One of my favorite tropes in any kind of media or storytelling medium is the story within the story. A character is a writer and as you stay with the story you eventually become familiar with the work of that character. It creates a whole new facet of the book. The world feels deeper as a result of seeing this person through the lens of the works they choose.
That’s Teen Girl Squad, within Strongbad’s world. Teen Girl Squad is zany, totally random and surreal. It happens on the pages of a college ruled, spiral bound notebook, as if Strongbad was passing the time during a boring junior high biology class by drawing the girls in his class suffering their ends by dinosaurs, robots, a middle-age balding, pocket-protector wearing man breathing a swarm of arrows, the list goes on and does not get less weird.
And it’s hilarious. Anybody who knows a male under the age of, oh, sixty-five will probably attest that he has a significant portion of his brain devoted to this kind of humor. The jokes don’t make sense, the humor is definitely childish and wildly aggressive.
The bonus is that Strongbad does all the voices, and occasionally makes cameos in his own comic. Despite inflicting numerous battle scars, he still has the idea that he would be a great date for Cheerleader, or The Ugly One (following her sweet-someteen birthday party glow-up).

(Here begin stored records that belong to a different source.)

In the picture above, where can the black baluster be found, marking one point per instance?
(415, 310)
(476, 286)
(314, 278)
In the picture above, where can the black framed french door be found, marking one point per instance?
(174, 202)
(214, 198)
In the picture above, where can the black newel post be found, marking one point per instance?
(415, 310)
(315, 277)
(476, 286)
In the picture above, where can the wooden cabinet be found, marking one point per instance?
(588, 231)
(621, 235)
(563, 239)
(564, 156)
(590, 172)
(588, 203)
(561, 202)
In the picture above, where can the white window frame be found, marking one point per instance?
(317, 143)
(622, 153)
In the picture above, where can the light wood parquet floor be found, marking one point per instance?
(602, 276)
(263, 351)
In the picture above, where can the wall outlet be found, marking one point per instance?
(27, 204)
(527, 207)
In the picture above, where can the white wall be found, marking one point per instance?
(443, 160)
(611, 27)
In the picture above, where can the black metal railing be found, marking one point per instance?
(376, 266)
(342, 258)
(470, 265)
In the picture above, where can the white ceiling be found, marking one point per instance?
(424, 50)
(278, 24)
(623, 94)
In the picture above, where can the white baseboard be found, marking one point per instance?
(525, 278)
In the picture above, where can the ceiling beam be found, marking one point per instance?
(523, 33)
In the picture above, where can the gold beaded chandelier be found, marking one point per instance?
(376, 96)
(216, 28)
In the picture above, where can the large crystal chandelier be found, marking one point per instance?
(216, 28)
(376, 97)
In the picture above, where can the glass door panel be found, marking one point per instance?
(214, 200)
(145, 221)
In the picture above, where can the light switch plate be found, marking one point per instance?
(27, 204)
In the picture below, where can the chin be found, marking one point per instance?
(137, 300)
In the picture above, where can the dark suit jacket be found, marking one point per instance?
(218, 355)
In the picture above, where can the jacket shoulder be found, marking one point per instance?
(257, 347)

So, if you’ve never heard of Teen Girl Squad, it will probably be hard to get into unless you can put yourself in the mind of a thirteen or fourteen year-old boy. If you can’t do that, imagine if Mean Girls was piloted as a cartoon with a budget of approximately eight dollars, but still managed to become an internet classic because they assigned the Brothers Chaps to direct and produce it.